Je tiens toutefois à émettre une petite réserve à ce parallèle avec la photo reportage, car contrairement au reporter qui va chercher les situations pour les photographier, quitte, parfois, à oublier délibérément « l’éthiquement correcte » qui voudrait qu’on arrête de mitrailler sa victime de son appareil photo pour éventuellement l’aider, au Racard nous vivons avec elle, nous sommes dans un rapport d’être avec l’autrequi exclu tout le côté opportuniste, ou négatif de l’acte de non-intervention du photo-journalisme. Notre pratique se situe dans l’expérience de la quotidienneté, dans un ensemble de faire : faire à manger, faire la vaisselle, offrir le thé, allumer les bougies, dire bonjour, serrer la main, rencontrer l’autre au bureau pour discuter…
C’est un ensemble de procédures de reconnaissance de l’autre, dans lequel la photo-portrait s’inscrit totalement.
Au Racard, en opposition au photographe professionnel, ce n’est pas la finalité de la photo qui nous intéresse, mais le processus de l’acte photographique. C’est-à-dire, le lien créé au moment de la prise, l’arrivée de la photo développée, l’affichage au mur et toutes les discussions qui vont autour.
C’est d’ailleurs probablement pour cette raison que, aussi étonnant que cela puisse paraître, bien qu’ils aient une représentation plutôt négative d’eux-mêmes, lorsque la photo arrive, développée, ils sont très contents de la voir.

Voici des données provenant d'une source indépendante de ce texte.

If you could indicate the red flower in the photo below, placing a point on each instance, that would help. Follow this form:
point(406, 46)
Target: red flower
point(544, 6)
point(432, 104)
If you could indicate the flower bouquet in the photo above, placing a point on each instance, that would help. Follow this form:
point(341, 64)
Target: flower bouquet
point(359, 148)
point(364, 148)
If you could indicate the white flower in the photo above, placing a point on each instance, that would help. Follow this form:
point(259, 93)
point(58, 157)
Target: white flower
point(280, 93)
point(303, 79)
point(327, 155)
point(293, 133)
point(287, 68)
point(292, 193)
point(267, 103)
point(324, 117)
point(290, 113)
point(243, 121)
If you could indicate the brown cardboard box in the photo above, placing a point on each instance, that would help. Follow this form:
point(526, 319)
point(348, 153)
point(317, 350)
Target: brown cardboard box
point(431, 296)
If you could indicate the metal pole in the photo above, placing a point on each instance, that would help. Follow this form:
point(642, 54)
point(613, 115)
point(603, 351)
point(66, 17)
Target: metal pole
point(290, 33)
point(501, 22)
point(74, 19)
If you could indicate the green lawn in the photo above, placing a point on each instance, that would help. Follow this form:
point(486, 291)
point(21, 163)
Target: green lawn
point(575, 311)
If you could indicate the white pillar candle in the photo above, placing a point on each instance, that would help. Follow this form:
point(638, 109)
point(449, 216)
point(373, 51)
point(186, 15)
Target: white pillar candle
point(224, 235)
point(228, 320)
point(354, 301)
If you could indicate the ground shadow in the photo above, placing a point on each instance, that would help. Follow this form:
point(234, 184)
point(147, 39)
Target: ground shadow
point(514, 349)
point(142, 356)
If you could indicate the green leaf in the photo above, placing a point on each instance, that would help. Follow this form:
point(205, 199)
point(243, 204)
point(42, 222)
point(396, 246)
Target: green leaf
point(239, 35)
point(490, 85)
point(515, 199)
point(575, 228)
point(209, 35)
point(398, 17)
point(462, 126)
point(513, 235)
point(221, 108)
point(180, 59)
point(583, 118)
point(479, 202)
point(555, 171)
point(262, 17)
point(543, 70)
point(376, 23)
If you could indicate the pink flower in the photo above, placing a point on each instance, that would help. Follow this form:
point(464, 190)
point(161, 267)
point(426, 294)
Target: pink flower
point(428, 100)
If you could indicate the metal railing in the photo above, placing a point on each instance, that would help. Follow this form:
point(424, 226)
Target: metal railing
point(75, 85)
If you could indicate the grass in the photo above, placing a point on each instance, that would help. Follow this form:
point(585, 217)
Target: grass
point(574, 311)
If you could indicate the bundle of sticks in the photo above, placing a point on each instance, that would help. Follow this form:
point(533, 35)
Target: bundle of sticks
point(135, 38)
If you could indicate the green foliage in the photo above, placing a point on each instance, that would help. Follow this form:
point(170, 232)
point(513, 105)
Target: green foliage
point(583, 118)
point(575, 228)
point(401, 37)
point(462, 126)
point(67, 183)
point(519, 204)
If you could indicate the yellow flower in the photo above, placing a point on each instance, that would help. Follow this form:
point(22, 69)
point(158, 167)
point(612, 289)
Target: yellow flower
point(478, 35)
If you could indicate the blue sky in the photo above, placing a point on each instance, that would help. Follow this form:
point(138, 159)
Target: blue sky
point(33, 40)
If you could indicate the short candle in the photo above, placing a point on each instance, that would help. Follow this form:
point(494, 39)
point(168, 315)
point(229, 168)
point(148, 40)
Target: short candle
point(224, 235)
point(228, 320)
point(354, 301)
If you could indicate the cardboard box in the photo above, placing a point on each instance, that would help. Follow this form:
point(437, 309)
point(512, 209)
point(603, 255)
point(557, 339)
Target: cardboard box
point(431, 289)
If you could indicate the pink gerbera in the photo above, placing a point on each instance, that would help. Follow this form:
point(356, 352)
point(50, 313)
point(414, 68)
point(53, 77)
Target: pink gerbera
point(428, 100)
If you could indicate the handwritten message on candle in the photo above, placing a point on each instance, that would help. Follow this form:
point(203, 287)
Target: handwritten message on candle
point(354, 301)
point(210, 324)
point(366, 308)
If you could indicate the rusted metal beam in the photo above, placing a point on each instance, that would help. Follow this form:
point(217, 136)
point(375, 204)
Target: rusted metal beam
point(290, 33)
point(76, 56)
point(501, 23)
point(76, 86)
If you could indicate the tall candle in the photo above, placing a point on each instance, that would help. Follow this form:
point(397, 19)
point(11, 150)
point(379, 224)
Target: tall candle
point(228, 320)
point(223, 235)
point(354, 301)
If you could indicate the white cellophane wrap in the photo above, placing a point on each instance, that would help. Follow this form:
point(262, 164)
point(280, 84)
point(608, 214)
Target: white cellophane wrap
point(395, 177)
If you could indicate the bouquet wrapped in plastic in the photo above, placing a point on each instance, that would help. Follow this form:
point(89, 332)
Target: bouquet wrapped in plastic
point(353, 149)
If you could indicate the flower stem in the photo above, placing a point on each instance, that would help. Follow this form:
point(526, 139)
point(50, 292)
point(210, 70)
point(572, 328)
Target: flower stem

Et ne refusent quasiment jamais que nous l’affichions au mur, même si leur première réaction en se voyant a été “ ha ! Quelle horreur ! ” et même quand nous avons mis des semaines, voire des mois à les convaincre de se laisser photographier, ce qui arrive parfois avec certains d’entre eux.
Mise en lien des termes de la pratique photographique avec la démarche institutionnelle du Racard :
Le Racard à un lien tout particulier avec la photographie. Je vais tenter de le démontrer en comparant les termes principaux de la technique photographique (déclencher, développer, exposer, la vitesse et le diaphragme) avec la démarche du Racard dite d’animation psychosociale.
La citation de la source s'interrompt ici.